Mi chiamo Lodovico Scarfiotti, detto Lulù, e sono l’ultimo pilota italiano che ha vinto a Monza in F.1.
Nacqui nel 1933 da una famiglia benestante che aveva l’automobile nel suo destino.
Mio nonno Ludovico fu tra i fondatori della FIAT e mio padre Luigi, fondatore di un importante cementificio, fu un buon pilota negli anni venti e trenta.
Mio papà mi aiutò sin dall’inizio della mia storia con le corse, ma questo solo “se lo avessi meritato”, cioè se avessi ottenuto dei risultati. Credo che mi avrebbe aiutato anche se i risultati non li avessi ottenuti, perché lui aspirava vedere nel figlio quel successo come pilota che gli era mancato, ma io comunque mi meritai sempre il suo appoggio.
Nel 1952 debutto nelle competizioni e nel 1962 arrivo alla Ferrari con la fama di pilota esperto nella guida dei prototipi, di gare di durata e di cronoscalate, campionati che allora erano considerati anche più importanti delle corse di F.1.
Non tradisco le attese e vinco a Monza, a Sebring, al Nuerburgring, e soprattutto la 24 ore di Le Mans con il mio amico Lorenzo Bandini a bordo di una Ferrari, in una irripetuta vittoria tutta italiana.
Ho scritto “il mio amico Lorenzo” non a caso: avevamo un’estrazione sociale opposta, ma eravamo uniti da una passione comune, mastice di un legame forte e solido. Dicevano che fossimo i due bellissimi italiani della Ferrari, ed era vero.
Non crediate che sia stato facile per me correre in quegli anni: il fatto che fossi imparentato con gli Agnelli mi complicò tanto la vita. Mi sono sempre sentito una pedina nelle mani di Enzo Ferrari e di Gianni Agnelli, e l’atteggiamento ondivago del Drake verso di me era spesso effetto dei suoi altalenanti rapporti con Torino.
E dire che con Gianni Agnelli non ho praticamente mai avuto rapporti, e quando mi capitava di rado di parlarci nei circuiti, non mi guardava mai negli occhi.
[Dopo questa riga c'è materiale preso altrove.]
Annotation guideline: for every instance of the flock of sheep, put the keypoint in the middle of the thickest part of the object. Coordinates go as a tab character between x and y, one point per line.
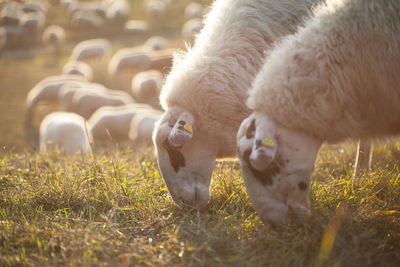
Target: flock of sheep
268	81
94	114
272	80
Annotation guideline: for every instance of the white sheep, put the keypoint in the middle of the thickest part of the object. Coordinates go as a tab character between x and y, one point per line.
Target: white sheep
161	60
46	90
204	95
54	37
67	91
134	59
336	78
193	10
112	123
85	103
64	130
190	29
79	68
92	48
142	126
156	43
136	26
146	86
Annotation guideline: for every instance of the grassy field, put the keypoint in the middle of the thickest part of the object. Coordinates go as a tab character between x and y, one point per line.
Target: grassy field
112	208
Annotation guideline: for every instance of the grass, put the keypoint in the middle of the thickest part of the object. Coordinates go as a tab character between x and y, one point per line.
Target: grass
113	209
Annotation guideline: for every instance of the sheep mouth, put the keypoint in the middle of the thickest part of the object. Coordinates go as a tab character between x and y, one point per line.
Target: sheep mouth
176	157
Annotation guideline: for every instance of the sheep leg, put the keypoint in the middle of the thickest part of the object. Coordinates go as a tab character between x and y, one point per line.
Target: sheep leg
363	159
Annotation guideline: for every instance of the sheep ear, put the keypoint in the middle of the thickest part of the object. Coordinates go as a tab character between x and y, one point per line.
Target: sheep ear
265	144
182	130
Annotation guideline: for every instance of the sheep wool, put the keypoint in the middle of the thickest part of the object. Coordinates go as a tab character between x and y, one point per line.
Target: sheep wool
337	77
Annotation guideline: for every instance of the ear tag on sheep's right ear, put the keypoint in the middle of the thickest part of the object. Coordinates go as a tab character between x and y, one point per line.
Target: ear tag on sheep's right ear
188	128
268	142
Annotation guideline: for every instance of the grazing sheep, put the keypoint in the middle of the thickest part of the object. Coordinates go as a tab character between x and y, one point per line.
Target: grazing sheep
67	91
136	26
155	9
93	48
87	19
161	60
79	68
142	126
156	43
190	29
133	59
204	95
193	10
46	90
85	103
67	131
112	123
336	78
54	36
3	38
117	10
146	86
33	21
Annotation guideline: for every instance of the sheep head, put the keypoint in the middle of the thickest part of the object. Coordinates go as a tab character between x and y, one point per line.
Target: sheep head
185	158
276	164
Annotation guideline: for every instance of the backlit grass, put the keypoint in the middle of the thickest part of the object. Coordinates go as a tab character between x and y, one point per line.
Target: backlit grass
113	209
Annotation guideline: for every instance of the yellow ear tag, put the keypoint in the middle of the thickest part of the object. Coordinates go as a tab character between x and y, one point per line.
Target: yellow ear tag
188	128
268	142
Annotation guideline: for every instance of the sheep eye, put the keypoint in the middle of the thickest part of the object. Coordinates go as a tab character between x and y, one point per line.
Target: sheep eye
251	130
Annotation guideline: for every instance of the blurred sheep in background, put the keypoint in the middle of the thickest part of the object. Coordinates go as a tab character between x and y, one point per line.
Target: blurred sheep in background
91	49
193	10
67	91
66	131
146	87
85	103
79	68
142	126
54	38
156	43
46	90
112	123
190	28
135	27
129	59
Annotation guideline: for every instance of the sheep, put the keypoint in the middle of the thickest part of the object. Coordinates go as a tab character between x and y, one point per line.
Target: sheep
204	95
134	59
193	10
85	103
67	91
92	48
336	78
136	26
64	130
79	68
88	19
54	36
142	126
46	90
112	123
33	21
156	43
190	28
117	10
3	38
146	86
161	60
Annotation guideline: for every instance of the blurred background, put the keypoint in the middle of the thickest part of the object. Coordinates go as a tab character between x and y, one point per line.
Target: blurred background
80	56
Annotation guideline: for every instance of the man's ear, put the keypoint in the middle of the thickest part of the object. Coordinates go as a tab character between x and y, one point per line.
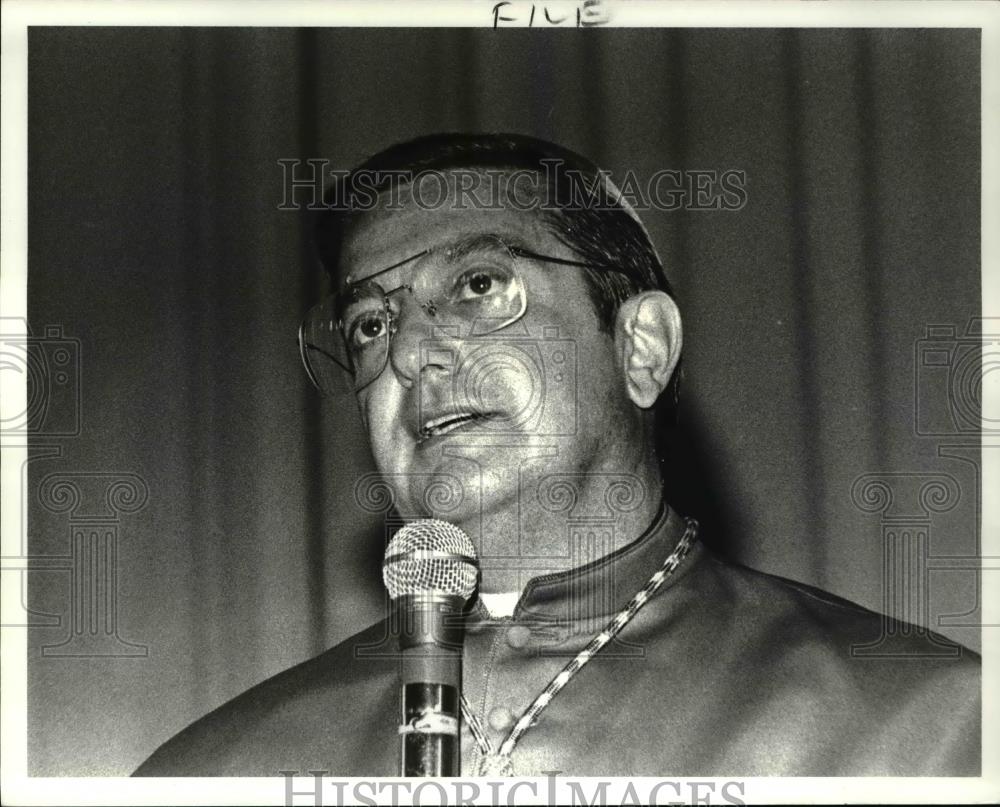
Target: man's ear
648	341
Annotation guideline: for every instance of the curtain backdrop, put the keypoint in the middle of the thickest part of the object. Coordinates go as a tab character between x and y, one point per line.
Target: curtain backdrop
157	244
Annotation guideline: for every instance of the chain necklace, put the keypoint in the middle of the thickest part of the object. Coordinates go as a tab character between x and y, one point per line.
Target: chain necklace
498	762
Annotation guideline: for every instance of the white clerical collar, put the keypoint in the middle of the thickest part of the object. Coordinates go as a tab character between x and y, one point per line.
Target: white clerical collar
500	605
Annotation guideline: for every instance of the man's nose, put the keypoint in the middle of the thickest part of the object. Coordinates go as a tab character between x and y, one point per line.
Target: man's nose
412	348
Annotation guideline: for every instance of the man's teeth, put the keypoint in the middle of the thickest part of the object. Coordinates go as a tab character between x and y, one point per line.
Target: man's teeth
446	424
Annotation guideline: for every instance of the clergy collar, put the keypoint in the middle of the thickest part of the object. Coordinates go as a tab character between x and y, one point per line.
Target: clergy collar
599	589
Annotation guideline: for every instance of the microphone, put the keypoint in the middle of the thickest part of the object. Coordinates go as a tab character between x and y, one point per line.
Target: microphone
431	570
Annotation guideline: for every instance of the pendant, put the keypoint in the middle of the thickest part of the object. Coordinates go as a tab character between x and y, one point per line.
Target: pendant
495	765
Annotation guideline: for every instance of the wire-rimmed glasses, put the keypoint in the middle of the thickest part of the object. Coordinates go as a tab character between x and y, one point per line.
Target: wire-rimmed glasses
470	288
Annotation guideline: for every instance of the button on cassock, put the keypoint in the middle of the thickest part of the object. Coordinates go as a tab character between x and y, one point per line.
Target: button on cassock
518	636
500	718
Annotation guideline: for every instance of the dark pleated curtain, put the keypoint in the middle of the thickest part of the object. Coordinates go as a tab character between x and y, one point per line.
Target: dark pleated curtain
157	242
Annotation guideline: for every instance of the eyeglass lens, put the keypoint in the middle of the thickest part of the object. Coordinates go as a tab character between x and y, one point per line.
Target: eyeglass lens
472	288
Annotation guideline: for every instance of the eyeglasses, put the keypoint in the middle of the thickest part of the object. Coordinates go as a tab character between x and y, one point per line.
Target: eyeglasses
470	288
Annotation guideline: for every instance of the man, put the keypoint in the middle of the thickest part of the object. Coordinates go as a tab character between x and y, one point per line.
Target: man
514	349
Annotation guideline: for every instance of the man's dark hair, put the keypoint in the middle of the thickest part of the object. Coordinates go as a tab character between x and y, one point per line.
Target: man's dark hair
578	206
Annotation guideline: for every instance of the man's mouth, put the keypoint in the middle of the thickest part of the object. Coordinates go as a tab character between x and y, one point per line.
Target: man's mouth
436	427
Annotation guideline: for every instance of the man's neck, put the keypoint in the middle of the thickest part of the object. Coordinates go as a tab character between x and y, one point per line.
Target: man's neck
573	522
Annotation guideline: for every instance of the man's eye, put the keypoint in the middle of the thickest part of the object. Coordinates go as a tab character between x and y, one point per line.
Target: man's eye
480	282
366	329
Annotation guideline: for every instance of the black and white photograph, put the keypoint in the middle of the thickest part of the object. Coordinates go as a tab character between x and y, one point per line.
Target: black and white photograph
596	399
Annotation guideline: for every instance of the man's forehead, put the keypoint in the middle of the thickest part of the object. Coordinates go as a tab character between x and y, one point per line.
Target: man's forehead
404	226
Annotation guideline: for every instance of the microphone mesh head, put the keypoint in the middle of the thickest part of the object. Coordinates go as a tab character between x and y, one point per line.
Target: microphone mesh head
430	556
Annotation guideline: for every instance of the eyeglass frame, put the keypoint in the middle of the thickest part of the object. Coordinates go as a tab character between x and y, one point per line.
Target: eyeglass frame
515	251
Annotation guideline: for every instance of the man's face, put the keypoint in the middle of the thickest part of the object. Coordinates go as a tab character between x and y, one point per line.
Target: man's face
490	412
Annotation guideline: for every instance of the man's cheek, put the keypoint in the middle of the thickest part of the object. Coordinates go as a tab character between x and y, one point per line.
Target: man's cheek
505	383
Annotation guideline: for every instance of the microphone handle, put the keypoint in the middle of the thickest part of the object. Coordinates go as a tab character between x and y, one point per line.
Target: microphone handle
430	687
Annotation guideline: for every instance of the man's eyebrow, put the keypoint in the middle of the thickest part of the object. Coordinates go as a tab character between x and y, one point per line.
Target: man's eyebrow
455	250
349	282
479	242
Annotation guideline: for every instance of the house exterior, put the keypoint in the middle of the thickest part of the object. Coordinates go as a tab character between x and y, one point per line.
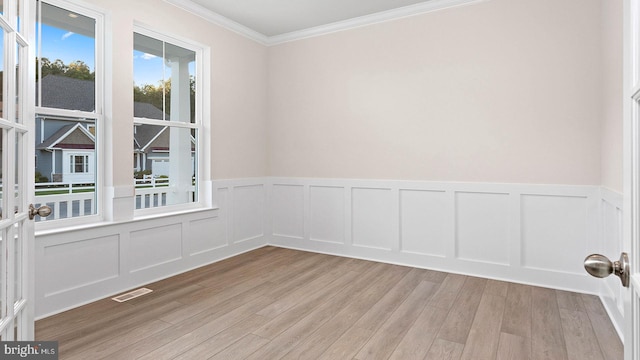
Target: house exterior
498	125
65	149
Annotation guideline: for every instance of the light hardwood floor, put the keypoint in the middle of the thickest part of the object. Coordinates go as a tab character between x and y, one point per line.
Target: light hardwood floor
275	303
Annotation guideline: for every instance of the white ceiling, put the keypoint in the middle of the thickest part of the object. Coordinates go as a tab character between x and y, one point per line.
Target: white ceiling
277	17
275	21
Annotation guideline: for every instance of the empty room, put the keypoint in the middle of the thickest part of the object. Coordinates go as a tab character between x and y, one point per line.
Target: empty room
267	179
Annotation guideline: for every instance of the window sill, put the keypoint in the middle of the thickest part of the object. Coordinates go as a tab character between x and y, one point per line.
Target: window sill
101	223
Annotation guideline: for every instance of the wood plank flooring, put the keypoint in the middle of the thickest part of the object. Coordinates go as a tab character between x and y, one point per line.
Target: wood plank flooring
275	303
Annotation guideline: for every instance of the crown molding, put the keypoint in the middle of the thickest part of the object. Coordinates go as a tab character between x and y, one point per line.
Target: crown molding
383	16
379	17
220	20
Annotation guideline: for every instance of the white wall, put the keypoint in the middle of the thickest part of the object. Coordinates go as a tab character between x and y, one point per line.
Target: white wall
536	234
497	123
81	265
238	87
497	91
612	92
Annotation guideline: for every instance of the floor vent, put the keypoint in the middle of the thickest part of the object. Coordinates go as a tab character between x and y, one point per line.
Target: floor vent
131	295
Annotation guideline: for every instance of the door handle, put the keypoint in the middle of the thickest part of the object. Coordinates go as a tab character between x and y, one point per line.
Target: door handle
42	211
600	266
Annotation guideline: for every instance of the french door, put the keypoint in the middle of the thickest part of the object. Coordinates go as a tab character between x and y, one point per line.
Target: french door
632	175
16	229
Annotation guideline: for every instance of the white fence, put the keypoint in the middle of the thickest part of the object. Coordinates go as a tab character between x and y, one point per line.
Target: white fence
68	200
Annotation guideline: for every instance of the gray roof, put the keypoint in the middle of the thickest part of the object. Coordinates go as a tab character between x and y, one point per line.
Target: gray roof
144	135
64	133
62	92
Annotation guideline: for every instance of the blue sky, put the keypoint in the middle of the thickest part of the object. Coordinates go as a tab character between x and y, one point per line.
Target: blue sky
70	47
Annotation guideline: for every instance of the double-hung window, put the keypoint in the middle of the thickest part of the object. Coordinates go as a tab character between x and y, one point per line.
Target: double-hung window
167	122
69	109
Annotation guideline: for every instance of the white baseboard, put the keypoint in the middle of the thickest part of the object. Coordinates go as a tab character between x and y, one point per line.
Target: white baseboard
531	234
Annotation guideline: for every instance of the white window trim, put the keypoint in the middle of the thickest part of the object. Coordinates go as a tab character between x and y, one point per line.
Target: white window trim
203	125
91	11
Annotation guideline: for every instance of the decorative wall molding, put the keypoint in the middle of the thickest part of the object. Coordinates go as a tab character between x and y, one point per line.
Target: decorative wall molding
610	243
533	234
79	266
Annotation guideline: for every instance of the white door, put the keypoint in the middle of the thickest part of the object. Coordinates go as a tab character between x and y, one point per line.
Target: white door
632	176
16	230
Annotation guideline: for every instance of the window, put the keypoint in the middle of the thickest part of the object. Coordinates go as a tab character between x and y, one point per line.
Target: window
167	122
68	109
79	163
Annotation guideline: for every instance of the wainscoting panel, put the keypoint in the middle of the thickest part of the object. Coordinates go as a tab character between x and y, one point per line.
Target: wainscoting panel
482	227
206	235
77	266
372	218
533	234
610	243
287	204
98	257
327	214
155	246
248	212
423	222
554	222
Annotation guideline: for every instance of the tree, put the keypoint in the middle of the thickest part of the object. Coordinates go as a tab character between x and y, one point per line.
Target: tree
153	95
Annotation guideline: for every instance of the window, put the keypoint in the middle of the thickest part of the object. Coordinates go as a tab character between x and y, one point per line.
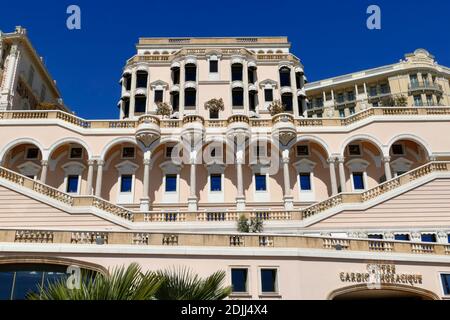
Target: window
238	97
190	97
252	96
31	76
268	280
446	283
428	237
305	181
176	75
397	149
351	110
285	77
418	101
72	184
354	150
402	237
286	100
141	79
216	182
32	153
175	101
158	96
139	104
213	66
358	181
171	183
190	72
169	152
302	151
43	93
126	183
239	280
128	153
268	95
236	72
76	153
260	182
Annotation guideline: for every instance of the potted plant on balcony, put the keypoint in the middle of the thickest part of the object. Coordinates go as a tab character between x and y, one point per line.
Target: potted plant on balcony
276	107
163	109
214	106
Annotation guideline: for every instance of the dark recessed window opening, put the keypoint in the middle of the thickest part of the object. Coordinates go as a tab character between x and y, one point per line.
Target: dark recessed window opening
190	97
139	104
238	97
141	79
213	66
236	72
190	72
126	183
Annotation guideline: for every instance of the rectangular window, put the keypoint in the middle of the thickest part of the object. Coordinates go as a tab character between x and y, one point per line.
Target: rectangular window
216	182
358	180
126	183
397	149
446	283
72	184
213	66
76	153
158	96
401	237
302	151
428	237
260	182
354	150
169	152
268	95
171	183
128	153
305	182
269	280
239	280
32	153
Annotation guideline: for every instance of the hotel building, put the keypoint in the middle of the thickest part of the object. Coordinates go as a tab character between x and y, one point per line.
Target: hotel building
351	179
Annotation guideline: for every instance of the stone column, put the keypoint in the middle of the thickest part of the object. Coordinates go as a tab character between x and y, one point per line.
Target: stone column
387	167
334	188
288	198
90	177
98	186
342	179
192	200
44	164
145	200
240	198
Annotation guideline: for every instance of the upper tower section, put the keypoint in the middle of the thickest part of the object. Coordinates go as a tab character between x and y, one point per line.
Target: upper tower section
25	83
247	73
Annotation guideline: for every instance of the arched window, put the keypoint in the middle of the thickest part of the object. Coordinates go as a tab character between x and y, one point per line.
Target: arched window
238	97
190	97
285	77
286	100
190	72
141	79
236	72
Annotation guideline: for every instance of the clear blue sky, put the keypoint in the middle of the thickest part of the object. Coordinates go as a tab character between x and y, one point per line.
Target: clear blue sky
330	37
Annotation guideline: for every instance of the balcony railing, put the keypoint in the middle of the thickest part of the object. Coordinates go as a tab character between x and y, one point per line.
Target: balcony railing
425	86
107	238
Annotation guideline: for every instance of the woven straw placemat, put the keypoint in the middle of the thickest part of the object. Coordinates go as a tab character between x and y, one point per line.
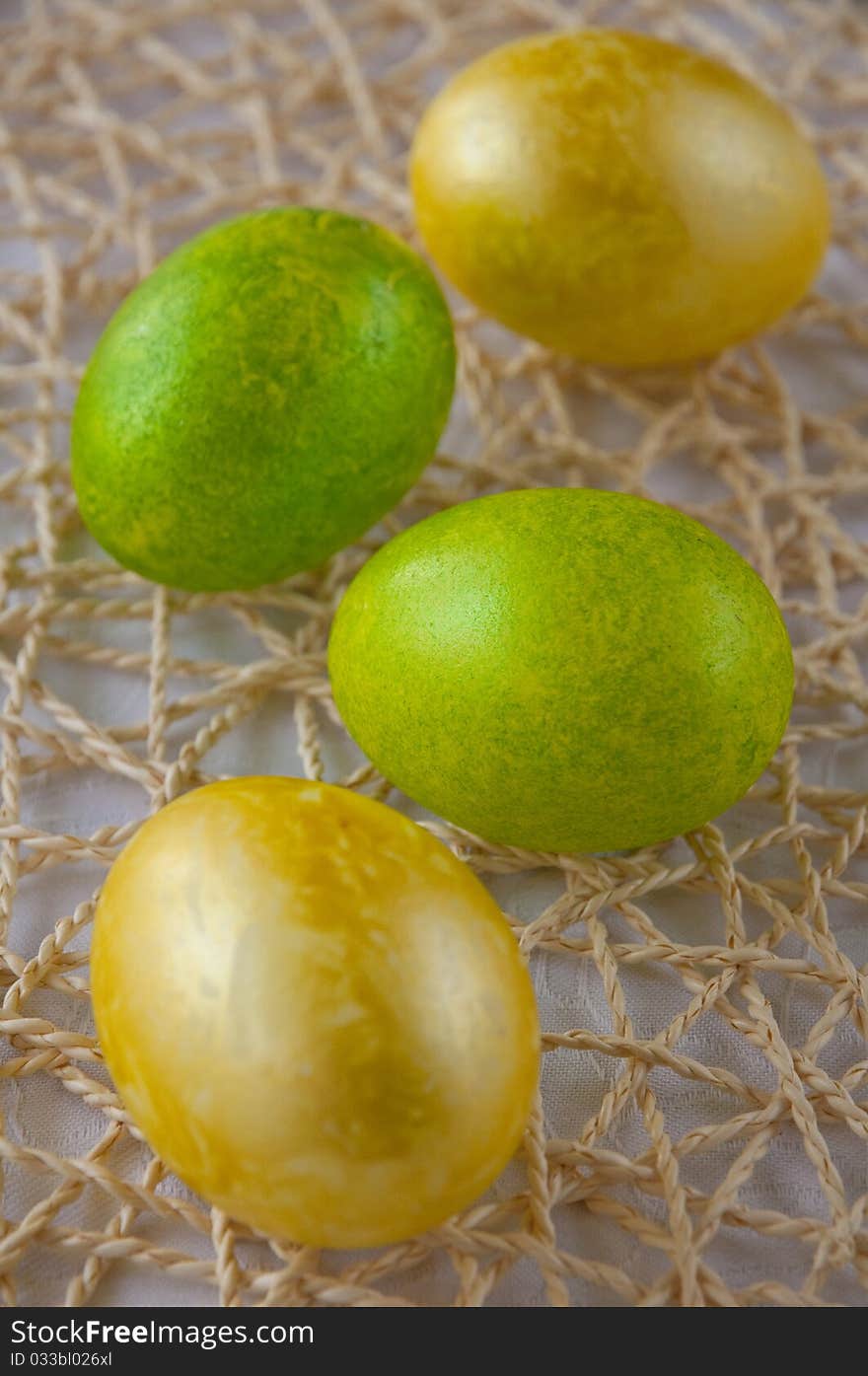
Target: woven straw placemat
704	1105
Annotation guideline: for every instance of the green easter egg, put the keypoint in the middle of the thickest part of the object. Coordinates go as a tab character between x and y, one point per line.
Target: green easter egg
563	669
263	398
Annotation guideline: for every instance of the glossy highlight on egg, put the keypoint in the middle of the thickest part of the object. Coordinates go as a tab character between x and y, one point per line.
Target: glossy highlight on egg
619	198
313	1010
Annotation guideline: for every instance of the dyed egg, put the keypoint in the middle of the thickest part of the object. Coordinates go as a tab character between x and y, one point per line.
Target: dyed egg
317	1016
616	197
563	669
267	394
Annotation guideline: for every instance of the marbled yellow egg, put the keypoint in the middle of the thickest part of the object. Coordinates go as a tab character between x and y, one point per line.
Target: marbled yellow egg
619	198
314	1012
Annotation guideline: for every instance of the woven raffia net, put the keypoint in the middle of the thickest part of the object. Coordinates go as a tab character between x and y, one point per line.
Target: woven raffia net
128	127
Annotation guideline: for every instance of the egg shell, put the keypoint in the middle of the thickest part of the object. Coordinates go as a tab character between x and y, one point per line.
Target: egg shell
314	1012
263	398
617	197
563	669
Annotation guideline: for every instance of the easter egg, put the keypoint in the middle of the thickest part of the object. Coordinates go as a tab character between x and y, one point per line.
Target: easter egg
263	398
563	669
313	1010
616	197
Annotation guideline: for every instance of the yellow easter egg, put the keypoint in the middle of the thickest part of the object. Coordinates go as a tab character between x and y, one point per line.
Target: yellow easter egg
619	198
313	1010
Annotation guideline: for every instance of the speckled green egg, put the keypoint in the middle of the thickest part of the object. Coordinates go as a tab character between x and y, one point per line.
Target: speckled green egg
263	398
564	669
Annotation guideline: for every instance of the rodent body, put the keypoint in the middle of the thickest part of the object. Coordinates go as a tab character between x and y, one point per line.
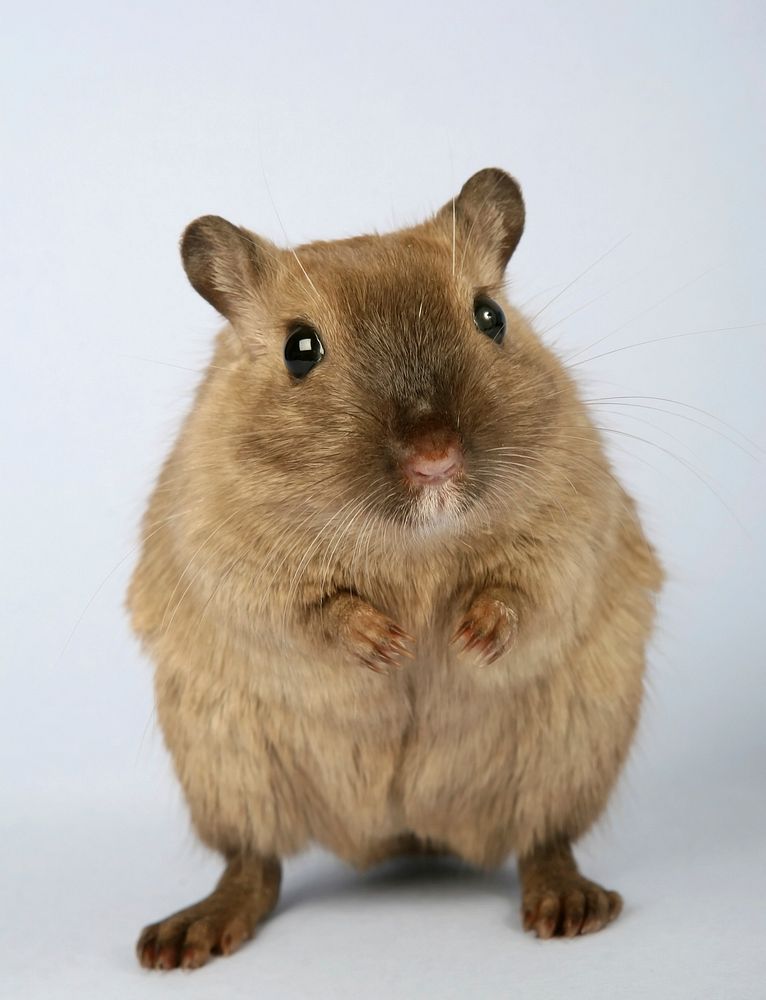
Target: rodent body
284	554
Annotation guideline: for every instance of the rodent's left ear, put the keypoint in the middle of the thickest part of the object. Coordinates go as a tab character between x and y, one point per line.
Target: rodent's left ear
225	263
488	220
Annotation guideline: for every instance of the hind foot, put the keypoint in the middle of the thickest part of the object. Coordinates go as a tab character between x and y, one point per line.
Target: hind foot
217	925
557	901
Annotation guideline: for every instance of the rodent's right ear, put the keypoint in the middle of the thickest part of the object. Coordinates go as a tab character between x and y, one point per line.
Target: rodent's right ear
226	263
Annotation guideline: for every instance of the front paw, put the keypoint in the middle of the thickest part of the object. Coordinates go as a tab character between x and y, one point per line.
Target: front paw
374	640
488	629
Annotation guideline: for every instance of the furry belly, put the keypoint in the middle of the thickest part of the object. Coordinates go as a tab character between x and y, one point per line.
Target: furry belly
458	754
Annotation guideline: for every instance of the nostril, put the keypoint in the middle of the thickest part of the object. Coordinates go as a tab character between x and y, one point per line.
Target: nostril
433	469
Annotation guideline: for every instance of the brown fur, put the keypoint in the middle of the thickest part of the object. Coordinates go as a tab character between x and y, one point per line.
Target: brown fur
282	547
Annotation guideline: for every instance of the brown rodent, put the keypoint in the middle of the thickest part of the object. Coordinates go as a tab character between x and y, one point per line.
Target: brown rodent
396	599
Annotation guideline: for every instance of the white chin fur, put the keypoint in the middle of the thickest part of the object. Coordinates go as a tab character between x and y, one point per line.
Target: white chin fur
436	509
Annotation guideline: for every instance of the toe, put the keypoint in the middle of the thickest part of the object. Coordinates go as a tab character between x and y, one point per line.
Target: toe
547	916
573	913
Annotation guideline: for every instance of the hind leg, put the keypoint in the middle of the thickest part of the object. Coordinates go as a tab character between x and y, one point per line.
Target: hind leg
557	900
246	893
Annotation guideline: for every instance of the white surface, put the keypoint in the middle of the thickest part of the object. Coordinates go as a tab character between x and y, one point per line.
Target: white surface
120	125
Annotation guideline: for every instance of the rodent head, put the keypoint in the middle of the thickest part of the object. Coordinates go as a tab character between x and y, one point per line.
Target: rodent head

Proprio come quando parlavo con Enzo Ferrari che si celava dietro quegli occhiali neri, anche lui sfuggente e interlocutorio.
Il mio apice l’ho toccato con la vittoria in F.1 a Monza nel 1966; fu un trionfo, Ferrari non stava nella pelle dalla gioia, ma da quel momento tutto cambiò in peggio: in F.1 devo supplicare che mi diano una macchina, a Montecarlo nel 1967 sono presente in borghese, iscritto, ma senza vettura. Sento che manca la fiducia, Ferrari è sempre più enigmatico e non mi consente nemmeno di difendere il titolo a Monza nel 1967. Sento che le scelte su di me risentono dei rapporti Torino-Maranello.
Mendico una vettura dal mio amico Dan Gurney, ma non c’è nulla da fare.
Sono affranto, amareggiato, disilluso, ed accetto un’offerta dalla Porsche per il 1968 per correre nei prototipi. Mi accorgo subito che i tedeschi sono bravi, ma folli: sperimentano materiale sempre più leggero nelle loro vetture, a discapito della più elementare attenzione verso la sicurezza. Lo sterzo si era già rotto in Spagna una settimana prima dell’8 giugno 1968, data del mio fatale incidente sulle Alpi Bavaresi.
John Surtees disse di me che ero il più veloce pilota di prototipi con cui avesse mai corso e con Lorenzo ci siamo voluti bene sino alla fine.
Ora sono quassù con mio papà, Lorenzo, Giancarlo, Bruno, Geki, Ida, e ci ha appena raggiunti proprio John.
Ho amato molto i miei figli, e ho vissuto la vita che ho voluto: mi è dispiaciuto lasciare tutti così presto, avevo ancora tanto da dare, e non solo nelle corse.
Mi chiamo Lodovico Scarfiotti, detto Lulù, e sono l’ultimo pilota italiano che ha vinto a Monza in F.1.
Non dimenticatevi di me, ho vinto a Le Mans con Lorenzo e con la Ferrari anche per voi.